By John Liang / January 14, 2025 at 1:29 PM

This Tuesday INSIDER Daily Digest has news on an upcoming exercise in the Indo-Pacific region, a recent Defense Innovation Board report, Army budget challenges and more.

The longer the ongoing continuing resolution remains, the more potential issues could occur that affect a planned Indo-Pacific exercise, according to an Air Force official:

REFORPAC will happen despite CR, but training and support might be restricted

The Air Force will debut its large-scale multicombatant command REFORPAC exercise this summer in the Indo-Pacific with minimal limitations even if Congress isn't able to approve the fiscal year 2025 budget by March.

The Defense Innovation Board released a study this week on Scaling Nontraditional Defense Innovation:

DIB suggests Pentagon expand innovation arm into 'cross-service Sherpa'

The Defense Innovation Unit could better improve the Defense Department's ability to connect with nontraditional and commercial vendors, enabling innovative capabilities for the warfighter at scale, if its current authorities and responsibilities were expanded to make it into a "cross-service Sherpa," according to the Defense Innovation Board.

President-elect Trump and his administration will ultimately have the final say on the Army's budget prior to its rollout, but the service's outgoing under secretary said last week it places a premium on flexible funding for UAS, counter UAS and electronic warfare:

Camarillo outlines Army budget challenges for FY-26 as new administration gets ready

Army Under Secretary Gabe Camarillo, soon to leave office, says the fiscal year 2026 budget cycle will include funding for key modernization initiatives such as unmanned systems, but the next administration will ultimately be forced to balance that with other priorities, such as improving housing for soldiers.

Air Force Secretary Frank Kendall spoke this week an event hosted by the Center for Strategic and International Studies:

Kendall: Air Force needs to realign its global obligations with national defense strategy

The incoming presidential administration should reconsider where it spends money and prioritize strategic locations for a fight with China rather than maintaining legacy installations that don't currently present a challenge, according to outgoing service Secretary Frank Kendall.

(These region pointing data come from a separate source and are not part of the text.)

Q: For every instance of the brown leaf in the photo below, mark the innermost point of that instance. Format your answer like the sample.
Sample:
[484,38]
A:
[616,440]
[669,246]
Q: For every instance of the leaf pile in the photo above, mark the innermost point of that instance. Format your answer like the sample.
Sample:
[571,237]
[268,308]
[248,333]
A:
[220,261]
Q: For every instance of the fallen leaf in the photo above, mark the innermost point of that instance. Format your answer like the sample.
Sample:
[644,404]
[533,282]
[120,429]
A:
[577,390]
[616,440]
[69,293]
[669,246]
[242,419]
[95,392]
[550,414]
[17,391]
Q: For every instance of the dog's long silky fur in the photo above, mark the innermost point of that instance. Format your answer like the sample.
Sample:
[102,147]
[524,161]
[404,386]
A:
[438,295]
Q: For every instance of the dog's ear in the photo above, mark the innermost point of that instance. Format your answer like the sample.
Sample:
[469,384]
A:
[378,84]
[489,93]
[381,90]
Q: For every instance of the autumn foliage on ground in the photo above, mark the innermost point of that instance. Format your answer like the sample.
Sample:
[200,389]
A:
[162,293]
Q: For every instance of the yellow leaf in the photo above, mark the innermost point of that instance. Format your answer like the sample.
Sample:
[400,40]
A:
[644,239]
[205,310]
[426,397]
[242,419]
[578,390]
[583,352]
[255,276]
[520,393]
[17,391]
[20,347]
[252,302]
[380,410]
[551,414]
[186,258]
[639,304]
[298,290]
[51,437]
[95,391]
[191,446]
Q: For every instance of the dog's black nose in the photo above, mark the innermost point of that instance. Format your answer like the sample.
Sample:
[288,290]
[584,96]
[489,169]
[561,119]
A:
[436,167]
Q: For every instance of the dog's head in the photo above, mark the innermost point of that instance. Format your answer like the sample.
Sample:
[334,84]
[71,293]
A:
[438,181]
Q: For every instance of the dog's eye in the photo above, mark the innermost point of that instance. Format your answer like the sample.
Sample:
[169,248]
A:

DOD's approach to securing domestic supply chains for strategic and critical materials centers on four key pillars, Adam Burstein, technical director of strategic and critical materials for the assistant secretary of defense for industrial base policy, told attendees during a Friday event hosted by the Naval War College:

Defense officials highlight ongoing industrial base work

The Pentagon is working to bolster U.S. industrial supply chains and combat overreliance on foreign sources, according to two senior defense officials.